Arrhenius acids dissociate to produce an excess of hydrogen ions in solution. Arrhenius bases dissociate to produce an excess of hydroxide ions in solution.
Brønsted–Lowry acids are species that can donate hydrogen ions. Brønsted–Lowry bases are species that can accept hydrogen ions.
Lewis acids are electron-pair acceptors. Lewis bases are electron-pair donors.
All Arrhenius acids and bases are Brønsted–Lowry acids and bases, and all Brønsted–Lowry acids and bases are Lewis acids and bases; however, the converse of these statements is not necessarily true (that is, not all Lewis acids and bases are Brønsted–Lowry acids and bases, and not all Brønsted–Lowry acids and bases are Arrhenius acids and bases).
Amphoteric species are those that can behave as an acid or base. Amphiprotic species are amphoteric species that specifically can behave as a Brønsted–Lowry acid or Brønsted–Lowry base.
- Water is a classic example of an amphoteric, amphiprotic species—it can accept a hydrogen ion to become a hydronium ion, or it can donate a hydrogen ion to become a hydroxide ion.
- Conjugate species of polyvalent acids and bases can also behave as amphoteric and amphiprotic species.

Properties

The water dissociation constant, K_w, is 10⁻¹⁴ at 298 K. Like other equilibrium constants, K_w is only affected by changes in temperature.
pH and pOH can be calculated given the concentrations of H₃O⁺ and OH⁻ ions, respectively.

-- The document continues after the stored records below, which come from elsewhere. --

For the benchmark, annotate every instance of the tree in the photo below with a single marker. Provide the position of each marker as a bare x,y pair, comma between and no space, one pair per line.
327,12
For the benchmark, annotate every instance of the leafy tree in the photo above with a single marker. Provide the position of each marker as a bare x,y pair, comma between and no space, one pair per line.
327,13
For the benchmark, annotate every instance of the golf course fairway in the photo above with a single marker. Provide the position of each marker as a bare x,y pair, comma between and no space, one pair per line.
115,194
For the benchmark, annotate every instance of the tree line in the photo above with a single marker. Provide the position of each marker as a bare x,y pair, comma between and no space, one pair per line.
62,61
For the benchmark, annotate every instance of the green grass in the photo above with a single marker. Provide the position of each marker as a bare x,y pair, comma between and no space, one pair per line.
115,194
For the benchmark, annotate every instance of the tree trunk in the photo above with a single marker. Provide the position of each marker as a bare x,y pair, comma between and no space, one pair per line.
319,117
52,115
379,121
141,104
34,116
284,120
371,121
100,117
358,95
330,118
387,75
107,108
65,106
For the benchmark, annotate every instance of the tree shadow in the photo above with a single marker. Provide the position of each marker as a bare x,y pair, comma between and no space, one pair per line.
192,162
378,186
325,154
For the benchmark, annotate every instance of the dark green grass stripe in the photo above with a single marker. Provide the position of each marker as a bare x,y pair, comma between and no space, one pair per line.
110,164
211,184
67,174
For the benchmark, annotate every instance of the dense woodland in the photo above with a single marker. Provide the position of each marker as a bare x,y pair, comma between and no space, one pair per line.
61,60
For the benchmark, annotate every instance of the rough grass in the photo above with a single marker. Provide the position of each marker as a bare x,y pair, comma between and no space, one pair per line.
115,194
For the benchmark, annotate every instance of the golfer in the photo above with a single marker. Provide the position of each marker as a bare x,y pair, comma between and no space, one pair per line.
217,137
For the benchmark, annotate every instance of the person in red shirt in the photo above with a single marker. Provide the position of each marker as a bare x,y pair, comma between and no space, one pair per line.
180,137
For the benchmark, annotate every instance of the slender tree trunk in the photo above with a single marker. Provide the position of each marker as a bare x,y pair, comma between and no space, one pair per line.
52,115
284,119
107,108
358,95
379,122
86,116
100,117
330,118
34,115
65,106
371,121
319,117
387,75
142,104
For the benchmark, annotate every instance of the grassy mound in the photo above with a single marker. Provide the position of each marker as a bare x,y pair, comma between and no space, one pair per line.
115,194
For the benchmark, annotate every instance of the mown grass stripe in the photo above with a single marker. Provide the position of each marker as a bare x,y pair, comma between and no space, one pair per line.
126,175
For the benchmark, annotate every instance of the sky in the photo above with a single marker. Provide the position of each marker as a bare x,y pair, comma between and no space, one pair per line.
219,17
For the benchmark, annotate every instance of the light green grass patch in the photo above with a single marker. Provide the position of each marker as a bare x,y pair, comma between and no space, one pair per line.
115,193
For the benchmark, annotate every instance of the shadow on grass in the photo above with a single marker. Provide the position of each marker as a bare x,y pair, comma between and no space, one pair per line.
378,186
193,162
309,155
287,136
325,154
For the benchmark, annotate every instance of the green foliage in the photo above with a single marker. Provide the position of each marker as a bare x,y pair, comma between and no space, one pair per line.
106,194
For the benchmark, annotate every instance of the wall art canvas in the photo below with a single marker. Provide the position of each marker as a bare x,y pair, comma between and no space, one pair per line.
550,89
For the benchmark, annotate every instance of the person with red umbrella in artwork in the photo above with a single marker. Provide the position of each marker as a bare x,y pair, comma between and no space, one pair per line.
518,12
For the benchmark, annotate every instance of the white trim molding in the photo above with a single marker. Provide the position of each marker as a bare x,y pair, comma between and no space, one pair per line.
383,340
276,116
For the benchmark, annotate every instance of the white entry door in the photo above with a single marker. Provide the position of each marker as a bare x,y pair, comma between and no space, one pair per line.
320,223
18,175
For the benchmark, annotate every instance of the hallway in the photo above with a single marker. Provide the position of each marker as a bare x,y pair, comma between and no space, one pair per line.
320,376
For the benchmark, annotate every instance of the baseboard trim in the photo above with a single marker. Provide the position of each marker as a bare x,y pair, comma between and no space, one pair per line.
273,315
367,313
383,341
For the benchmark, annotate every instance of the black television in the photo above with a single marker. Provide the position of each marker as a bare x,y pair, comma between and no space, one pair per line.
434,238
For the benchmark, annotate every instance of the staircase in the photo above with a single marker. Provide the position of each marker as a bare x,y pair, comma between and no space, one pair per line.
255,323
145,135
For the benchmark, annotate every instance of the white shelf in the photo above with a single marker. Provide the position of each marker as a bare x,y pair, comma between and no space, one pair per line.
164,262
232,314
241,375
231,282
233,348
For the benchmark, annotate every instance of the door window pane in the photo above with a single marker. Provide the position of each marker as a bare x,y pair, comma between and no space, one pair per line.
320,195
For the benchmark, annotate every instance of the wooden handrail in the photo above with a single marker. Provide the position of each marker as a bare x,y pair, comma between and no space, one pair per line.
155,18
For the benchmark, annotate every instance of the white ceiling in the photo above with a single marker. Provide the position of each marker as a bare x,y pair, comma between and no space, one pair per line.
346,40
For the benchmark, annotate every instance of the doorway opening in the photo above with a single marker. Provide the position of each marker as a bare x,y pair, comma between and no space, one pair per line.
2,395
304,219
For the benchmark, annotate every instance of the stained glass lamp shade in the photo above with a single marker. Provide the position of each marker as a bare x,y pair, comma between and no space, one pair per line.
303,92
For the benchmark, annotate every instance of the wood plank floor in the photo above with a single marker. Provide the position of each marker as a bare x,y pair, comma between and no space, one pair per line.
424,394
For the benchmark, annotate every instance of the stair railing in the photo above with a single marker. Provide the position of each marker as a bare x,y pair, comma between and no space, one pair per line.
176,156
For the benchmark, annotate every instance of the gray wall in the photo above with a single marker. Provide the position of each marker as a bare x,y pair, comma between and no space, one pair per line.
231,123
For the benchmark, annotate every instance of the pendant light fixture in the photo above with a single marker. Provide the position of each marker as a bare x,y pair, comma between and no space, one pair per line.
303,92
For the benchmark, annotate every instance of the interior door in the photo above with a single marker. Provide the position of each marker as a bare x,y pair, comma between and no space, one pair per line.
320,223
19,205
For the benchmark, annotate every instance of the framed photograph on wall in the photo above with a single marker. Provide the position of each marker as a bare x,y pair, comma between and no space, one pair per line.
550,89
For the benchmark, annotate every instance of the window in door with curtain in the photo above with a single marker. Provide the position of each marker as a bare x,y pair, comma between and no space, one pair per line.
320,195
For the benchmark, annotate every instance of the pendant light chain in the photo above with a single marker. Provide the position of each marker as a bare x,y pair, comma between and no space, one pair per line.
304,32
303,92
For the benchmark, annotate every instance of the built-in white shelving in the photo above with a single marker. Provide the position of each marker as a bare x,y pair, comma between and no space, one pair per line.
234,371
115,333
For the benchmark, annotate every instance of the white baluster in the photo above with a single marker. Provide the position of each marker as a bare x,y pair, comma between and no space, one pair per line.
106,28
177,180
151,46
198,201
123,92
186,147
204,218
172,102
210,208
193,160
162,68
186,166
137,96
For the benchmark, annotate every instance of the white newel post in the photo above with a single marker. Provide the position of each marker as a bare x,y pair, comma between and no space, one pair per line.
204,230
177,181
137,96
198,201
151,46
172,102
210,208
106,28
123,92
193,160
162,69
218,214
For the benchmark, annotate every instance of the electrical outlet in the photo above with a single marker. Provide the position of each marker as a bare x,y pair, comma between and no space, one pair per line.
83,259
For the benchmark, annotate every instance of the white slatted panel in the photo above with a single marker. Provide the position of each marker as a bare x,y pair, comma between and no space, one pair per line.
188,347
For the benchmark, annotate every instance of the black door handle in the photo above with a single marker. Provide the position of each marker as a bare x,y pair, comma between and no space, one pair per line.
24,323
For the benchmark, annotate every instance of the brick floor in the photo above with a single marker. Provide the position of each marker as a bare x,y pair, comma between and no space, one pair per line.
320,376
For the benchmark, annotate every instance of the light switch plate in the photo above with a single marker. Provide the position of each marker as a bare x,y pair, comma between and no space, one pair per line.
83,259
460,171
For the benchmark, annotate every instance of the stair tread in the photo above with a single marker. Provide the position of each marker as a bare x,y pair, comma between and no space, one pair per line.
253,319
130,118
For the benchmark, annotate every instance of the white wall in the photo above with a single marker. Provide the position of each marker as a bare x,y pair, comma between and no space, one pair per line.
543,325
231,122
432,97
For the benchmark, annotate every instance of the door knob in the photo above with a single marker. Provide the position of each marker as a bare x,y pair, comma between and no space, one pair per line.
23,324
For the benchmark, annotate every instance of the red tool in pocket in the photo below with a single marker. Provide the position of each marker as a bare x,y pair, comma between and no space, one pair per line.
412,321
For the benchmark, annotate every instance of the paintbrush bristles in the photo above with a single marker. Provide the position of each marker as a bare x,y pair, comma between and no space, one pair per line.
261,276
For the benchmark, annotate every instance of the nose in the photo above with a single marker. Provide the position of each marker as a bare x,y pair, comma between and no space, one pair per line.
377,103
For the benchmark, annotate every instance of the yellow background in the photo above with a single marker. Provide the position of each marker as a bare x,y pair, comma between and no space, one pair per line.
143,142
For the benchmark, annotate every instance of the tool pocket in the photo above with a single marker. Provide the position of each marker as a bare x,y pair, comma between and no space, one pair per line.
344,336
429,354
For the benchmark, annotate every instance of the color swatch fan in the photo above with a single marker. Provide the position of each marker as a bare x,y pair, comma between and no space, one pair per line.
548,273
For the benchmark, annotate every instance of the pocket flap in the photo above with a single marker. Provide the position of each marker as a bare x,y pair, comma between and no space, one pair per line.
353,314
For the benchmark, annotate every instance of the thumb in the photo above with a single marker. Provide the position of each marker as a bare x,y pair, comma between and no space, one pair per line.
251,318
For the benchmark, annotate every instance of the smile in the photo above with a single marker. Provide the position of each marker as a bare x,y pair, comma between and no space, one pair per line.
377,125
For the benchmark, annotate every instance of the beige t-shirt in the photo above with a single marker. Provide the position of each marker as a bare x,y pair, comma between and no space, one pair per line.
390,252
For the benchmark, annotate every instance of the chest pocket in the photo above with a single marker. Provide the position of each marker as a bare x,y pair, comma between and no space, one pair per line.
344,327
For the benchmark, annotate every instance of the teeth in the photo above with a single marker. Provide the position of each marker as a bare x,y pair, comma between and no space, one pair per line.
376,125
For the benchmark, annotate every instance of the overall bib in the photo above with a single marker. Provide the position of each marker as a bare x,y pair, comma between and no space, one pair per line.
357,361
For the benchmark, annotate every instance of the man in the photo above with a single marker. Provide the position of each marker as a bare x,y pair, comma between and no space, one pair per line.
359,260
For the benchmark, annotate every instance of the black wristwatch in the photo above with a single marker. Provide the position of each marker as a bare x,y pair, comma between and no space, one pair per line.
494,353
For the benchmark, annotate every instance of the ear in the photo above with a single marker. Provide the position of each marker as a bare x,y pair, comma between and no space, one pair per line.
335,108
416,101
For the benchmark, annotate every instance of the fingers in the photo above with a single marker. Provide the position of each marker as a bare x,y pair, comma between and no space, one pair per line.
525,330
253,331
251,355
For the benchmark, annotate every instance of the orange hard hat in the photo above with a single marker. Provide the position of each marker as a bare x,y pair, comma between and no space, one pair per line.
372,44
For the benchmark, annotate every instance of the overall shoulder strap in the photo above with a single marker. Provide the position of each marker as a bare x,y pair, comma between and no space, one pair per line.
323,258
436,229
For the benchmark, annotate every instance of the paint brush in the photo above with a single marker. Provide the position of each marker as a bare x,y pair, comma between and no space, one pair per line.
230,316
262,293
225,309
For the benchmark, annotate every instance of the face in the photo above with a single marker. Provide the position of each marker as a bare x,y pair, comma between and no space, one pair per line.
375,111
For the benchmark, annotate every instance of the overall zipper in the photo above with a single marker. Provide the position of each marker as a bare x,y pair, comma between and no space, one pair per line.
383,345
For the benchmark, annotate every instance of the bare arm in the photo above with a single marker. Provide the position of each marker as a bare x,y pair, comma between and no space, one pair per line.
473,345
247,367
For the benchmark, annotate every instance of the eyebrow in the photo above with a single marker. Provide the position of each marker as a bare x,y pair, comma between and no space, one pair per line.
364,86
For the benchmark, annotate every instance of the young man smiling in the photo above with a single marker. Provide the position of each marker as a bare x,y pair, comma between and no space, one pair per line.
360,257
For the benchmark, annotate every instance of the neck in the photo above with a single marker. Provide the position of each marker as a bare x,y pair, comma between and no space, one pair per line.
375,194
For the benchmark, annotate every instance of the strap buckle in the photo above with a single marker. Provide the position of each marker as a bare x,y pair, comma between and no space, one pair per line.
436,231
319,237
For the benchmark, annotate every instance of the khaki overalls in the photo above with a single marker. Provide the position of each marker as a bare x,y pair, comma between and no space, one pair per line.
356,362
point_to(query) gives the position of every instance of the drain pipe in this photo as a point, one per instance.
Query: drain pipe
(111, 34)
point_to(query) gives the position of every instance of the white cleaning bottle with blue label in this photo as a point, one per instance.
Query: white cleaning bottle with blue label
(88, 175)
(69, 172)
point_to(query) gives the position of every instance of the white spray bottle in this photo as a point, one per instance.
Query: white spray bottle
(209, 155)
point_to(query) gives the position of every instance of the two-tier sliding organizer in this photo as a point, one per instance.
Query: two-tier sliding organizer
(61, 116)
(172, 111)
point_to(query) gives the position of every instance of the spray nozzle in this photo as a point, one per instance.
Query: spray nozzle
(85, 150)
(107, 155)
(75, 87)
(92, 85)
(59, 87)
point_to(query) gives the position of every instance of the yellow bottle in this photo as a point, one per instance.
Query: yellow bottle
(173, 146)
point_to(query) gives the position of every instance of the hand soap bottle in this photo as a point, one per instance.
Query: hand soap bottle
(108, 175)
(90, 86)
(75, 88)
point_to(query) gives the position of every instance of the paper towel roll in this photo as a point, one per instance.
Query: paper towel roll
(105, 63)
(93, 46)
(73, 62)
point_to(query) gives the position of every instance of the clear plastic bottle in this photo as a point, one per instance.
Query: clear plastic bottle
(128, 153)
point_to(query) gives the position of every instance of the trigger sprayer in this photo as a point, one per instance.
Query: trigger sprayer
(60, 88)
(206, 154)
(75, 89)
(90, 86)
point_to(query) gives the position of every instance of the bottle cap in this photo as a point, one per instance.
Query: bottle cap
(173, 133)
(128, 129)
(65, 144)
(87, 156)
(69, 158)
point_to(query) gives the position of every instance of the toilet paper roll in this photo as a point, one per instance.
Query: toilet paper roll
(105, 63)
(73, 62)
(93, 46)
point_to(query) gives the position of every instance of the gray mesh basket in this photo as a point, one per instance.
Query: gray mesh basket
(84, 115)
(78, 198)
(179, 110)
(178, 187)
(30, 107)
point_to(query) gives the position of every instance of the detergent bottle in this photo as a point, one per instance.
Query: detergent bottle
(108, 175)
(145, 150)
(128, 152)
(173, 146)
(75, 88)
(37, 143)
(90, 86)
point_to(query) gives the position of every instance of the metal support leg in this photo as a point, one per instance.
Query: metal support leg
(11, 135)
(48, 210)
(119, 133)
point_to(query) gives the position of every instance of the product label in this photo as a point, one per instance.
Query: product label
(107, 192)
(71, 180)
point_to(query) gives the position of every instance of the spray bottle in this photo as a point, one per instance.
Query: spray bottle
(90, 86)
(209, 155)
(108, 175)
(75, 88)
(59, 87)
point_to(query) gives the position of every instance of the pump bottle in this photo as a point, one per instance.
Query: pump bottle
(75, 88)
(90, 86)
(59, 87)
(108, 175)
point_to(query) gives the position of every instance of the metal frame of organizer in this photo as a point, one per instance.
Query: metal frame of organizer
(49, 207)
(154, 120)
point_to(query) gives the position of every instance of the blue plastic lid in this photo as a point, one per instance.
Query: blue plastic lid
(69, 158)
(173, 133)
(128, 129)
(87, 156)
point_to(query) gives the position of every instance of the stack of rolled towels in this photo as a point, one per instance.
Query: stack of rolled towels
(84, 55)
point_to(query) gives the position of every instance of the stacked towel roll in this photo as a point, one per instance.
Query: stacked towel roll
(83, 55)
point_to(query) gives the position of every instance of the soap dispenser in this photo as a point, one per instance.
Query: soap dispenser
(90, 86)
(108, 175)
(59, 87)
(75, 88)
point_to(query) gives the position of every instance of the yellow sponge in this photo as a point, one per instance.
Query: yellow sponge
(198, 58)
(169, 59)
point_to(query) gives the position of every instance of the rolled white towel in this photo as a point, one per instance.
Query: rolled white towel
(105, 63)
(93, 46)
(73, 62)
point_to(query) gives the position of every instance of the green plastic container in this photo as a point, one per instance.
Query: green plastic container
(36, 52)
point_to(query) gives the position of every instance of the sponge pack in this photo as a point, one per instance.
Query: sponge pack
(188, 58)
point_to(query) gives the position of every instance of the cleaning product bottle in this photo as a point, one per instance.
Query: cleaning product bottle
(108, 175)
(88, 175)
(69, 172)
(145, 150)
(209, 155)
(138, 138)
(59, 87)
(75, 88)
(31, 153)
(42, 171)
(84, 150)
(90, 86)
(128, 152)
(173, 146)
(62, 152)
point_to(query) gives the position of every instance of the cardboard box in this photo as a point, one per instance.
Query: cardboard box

In aqueous solutions, pH + pOH = 14 at 298 K.
Strong acids and bases completely dissociate in solution.
Weak acids and bases do not completely dissociate in solution and have corresponding dissociation constants (K_a and K_b, respectively).
In the Brønsted–Lowry definition, acids have conjugate bases that are formed when the acid is deprotonated. Bases have conjugate acids that are formed when the base is protonated.
- Strong acids and bases have very weak (inert) conjugates.
- Weak acids and bases have weak conjugates.
Neutralization reactions form salts and (sometimes) water.

Polyvalence and Normality

An equivalent is defined as one mole of the species of interest.
In acid–base chemistry, normality is the concentration of acid or base equivalents in solution.
Polyvalent acids and bases are those that can donate or accept multiple electrons. The normality of a solution containing a polyvalent species is the molarity of the acid or base times the number of protons it can donate or accept.

Titration and Buffers

Titrations are used to determine the concentration of a known reactant in a solution.
- The titrant has a known concentration and is added slowly to the titrand to reach the equivalence point.
- The titrand has an unknown concentration but a known volume.
The half-equivalence point is the midpoint of the buffering region, in which half of the titrant has been protonated (or deprotonated); thus, [HA] = [A⁻] and a buffer is formed.
The equivalence point is indicated by the steepest slope in a titration curve; it is reached when the number of acid equivalents in the original solution equals the number of base equivalents added, or vice-versa.
- Strong acid and strong base titrations have equivalence points at pH = 7.
- Weak acid and strong base titrations have equivalence points at pH > 7.
- Weak base and strong acid titrations have equivalence points at pH < 7.
- Weak acid and weak base titrations can have equivalence points above or below 7, depending on the relative strength of the acid and base.
Indicators are weak acids or bases that display different colors in their protonated and deprotonated forms.
- The indicator chosen for a titration should have a pK_a close to the pH of the expected equivalence point.
- The endpoint of a titration is when the indicator reaches its final color.
Multiple buffering regions and equivalence points are observed in polyvalent acid and base titrations.
Buffer solutions consist of a mixture of a weak acid and its conjugate salt or a weak base and its conjugate salt; they resist large fluctuations in pH.
Buffering capacity refers to the ability of a buffer to resist changes in pH; maximal buffering capacity is seen within 1 pH point of the pK_a of the acid in the buffer solution.
The Henderson–Hasselbalch equation quantifies the relationship between pH and pK_a for weak acids and between pOH and pK_b for weak bases; when a solution is optimally buffered, pH = pK_a and pOH = pK_b.